Hi, I have a few questions related to running Debezium Serer against SQL Server -
1. Is it correct that the poll.interval.ms
determines how often the connector checks change tables for records with an LSN greater than the connector's max LSN? What I'm getting at here is, it seems that SQL Server CDC has a batch cycle for populating the change tables, and the SQL Server Debezium connector has a cycle on which it polls for records in the change table. Just want to make sure I understand that correctly.
2. Is it correct that these most important factors in understanding total latency?
- SQL Server CDC parameters: maxscans, maxtrans, and pollinginterval
- Connector config: poll.interval.ms, max.queue.size, max.batch.size,
So I would expect latency to be (very) roughly equivalent to pollinginterval
(MSSQL) + poll.interval.ms
(Connector) given a situation where there is no backlog on either the SQL Server or Connector side?
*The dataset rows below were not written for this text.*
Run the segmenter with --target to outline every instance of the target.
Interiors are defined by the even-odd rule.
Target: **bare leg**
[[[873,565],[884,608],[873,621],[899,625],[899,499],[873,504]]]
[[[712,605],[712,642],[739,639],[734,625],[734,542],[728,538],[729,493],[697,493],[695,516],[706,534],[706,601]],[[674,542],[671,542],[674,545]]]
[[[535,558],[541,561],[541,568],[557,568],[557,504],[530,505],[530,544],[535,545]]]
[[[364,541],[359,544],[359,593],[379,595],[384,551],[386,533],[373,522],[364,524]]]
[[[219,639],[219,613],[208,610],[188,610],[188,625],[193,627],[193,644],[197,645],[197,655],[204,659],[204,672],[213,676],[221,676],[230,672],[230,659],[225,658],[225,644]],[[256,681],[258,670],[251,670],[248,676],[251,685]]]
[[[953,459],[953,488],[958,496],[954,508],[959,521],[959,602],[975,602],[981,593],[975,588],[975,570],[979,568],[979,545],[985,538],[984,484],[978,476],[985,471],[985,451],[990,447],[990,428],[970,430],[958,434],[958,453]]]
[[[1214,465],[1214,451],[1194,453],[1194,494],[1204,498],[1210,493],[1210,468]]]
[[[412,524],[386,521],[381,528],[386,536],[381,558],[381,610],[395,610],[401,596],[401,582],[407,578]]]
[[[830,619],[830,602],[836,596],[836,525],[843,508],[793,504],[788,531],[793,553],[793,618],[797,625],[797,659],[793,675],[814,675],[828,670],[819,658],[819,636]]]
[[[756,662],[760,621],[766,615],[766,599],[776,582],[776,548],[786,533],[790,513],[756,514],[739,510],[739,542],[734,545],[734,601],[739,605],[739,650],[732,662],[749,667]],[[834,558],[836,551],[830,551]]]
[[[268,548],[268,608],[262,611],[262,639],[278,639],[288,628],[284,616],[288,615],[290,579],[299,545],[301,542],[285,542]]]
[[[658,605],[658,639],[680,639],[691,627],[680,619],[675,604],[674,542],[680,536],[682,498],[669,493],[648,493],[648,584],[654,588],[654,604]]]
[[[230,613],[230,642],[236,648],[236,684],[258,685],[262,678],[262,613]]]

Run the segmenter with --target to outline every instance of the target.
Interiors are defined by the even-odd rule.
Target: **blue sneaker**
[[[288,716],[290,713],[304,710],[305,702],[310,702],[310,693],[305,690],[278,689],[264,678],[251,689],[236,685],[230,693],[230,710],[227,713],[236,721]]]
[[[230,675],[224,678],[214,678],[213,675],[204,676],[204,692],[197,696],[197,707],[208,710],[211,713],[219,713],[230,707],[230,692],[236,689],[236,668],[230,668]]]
3. From step 2 of Offline Schema Updates
how do you know when the Debezium connector has streamed all unstreamed change event records. Is this accomplished by observing the MilliSecondsSinceLastEvent streaming metric
to make sure there's no ongoing activity or is there a procedure to compare max LSNs between capture instance and connector offset storage? I'm trying to determine how I can be sure that it's safe to delete an old capture instance when a new one is created after a schema change.